Hundt doesn’t let Obama off the hook for his response to Republican obstructionism either. He acknowledges the president had limited options due to an obstinate GOP and a host of conservative Democrats. But he faults the cool, calm, collected Obama for not using the bully pulpit more aggressively to sell the public and Congress on his agenda. He chides him for failing to tie the stimulus to any grander overarching program or vision, like fighting climate change or rebuilding infrastructure. When “Blue Dog” Democrat Evan Bayh torpedoed Dick Durbin’s cramdown legislation, he faced no opposition. “Obama did not intervene,” notes Hundt.
What we might consider Obama’s most admirable personal qualities — his preternatural calm, his even temper — ended up being his greatest weaknesses in the field of politics.
In the end, Hundt argues, Obama did just enough, and just in the nick of time, to secure reelection. But the recovery he presided over was lopsided and brittle enough to engender a voter backlash that Trump seized on. It wasn’t so much that Trump won the votes of disillusioned Obama voters (though he did win some of those in strategically crucial places) but rather that Obama’s voters couldn’t muster the enthusiasm to turn out again, a point confirmed by on-the-ground reporting.
Meanwhile, Hundt takes care to show us what a more robust response to the crisis could have looked like. China’s fiscal stimulus, undertaken while Obama officials were afraid of seeming too socialist, amounted to nearly $600 billion, or 15 percent of the country’s economic output over two years. Had Obama tried to match this, his stimulus would have totalled $2 trillion, a number that was never even up for discussion. It’s doubtful Obama would have ever gotten something on this scale though Congress; but the point is, he never tried.
A Dent in the Dam
Hundt’s book is being published at a fitting time, when Democratic-aligned pundits and, arguably, a large part of the Democratic electorate, yearn for a return to the “normalcy” of the Obama years. For rank-and-file voters exhausted by Trump and not always deeply engaged in the day-to-day tussle of politics, this isn’t so surprising. But for liberal pundits, whose job is to follow politics closely and make sense of it for the public, this is inexcusable. Hundt’s book shows why the current tendency of some sectors of the chattering class to pine for Obama’s return to the White House is so misguided.

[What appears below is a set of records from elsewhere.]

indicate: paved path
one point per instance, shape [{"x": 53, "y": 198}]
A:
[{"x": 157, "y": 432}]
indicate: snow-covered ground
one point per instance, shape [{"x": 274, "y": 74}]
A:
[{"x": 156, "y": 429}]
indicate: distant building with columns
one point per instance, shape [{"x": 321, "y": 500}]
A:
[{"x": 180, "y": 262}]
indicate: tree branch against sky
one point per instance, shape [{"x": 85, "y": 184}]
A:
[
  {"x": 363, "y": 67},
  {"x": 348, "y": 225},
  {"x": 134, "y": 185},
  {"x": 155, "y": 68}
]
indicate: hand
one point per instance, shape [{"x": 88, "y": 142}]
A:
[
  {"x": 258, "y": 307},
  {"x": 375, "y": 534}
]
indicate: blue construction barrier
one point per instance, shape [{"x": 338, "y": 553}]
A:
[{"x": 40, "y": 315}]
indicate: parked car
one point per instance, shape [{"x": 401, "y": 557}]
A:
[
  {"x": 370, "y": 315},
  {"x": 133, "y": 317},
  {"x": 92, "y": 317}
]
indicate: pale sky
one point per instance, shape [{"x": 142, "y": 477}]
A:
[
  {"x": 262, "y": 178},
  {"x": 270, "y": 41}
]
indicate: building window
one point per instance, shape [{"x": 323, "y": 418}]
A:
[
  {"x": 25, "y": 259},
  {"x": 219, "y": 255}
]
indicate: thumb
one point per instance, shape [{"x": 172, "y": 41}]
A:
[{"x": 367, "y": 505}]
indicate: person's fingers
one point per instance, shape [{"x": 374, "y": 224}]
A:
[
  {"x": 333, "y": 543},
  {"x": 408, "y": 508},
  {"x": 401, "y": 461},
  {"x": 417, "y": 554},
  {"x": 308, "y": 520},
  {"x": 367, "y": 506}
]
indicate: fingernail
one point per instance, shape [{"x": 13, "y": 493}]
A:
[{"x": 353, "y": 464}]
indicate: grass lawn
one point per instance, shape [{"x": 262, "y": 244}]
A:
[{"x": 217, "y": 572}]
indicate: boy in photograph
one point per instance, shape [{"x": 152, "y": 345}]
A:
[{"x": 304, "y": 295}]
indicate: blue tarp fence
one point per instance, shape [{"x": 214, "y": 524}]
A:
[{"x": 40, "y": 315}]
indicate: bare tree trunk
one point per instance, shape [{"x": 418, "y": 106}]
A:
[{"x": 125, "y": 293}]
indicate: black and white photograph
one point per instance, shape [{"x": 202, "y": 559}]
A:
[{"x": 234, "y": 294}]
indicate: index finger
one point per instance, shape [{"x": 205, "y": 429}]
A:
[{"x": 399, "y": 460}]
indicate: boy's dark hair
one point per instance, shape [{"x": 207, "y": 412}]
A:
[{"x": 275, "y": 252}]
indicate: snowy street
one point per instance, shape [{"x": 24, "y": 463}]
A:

The Obama administration that came into power in 2009 was ill-equipped, temperamentally and ideologically, to carry out a break with the disastrous road of the previous decades. And while a few, including Summers, have reconsidered some of their original assumptions, there’s little sign that Obama or most of the Clintonites who staffed his presidency have done the same. Indeed, while Obama is reported to have privately lashed out at Hillary Clinton’s hapless campaign after her 2016 loss, he refused to acknowledge his own role in what happened, believing that he had left office with a “strong record and healthy economy” and there was “no way Americans would turn on him.”
But Hundt’s book is heartening because it shows that doubts are emerging about the fairy-tales the Democratic establishment has been telling itself. While Hundt’s arguments are hardly radical, it’s hard to imagine a top Democratic insider railing against the “neoliberals” of the Obama administration before Hillary Clinton’s 2016 defeat. We can’t know when the dam will finally burst, but another dent is always welcome.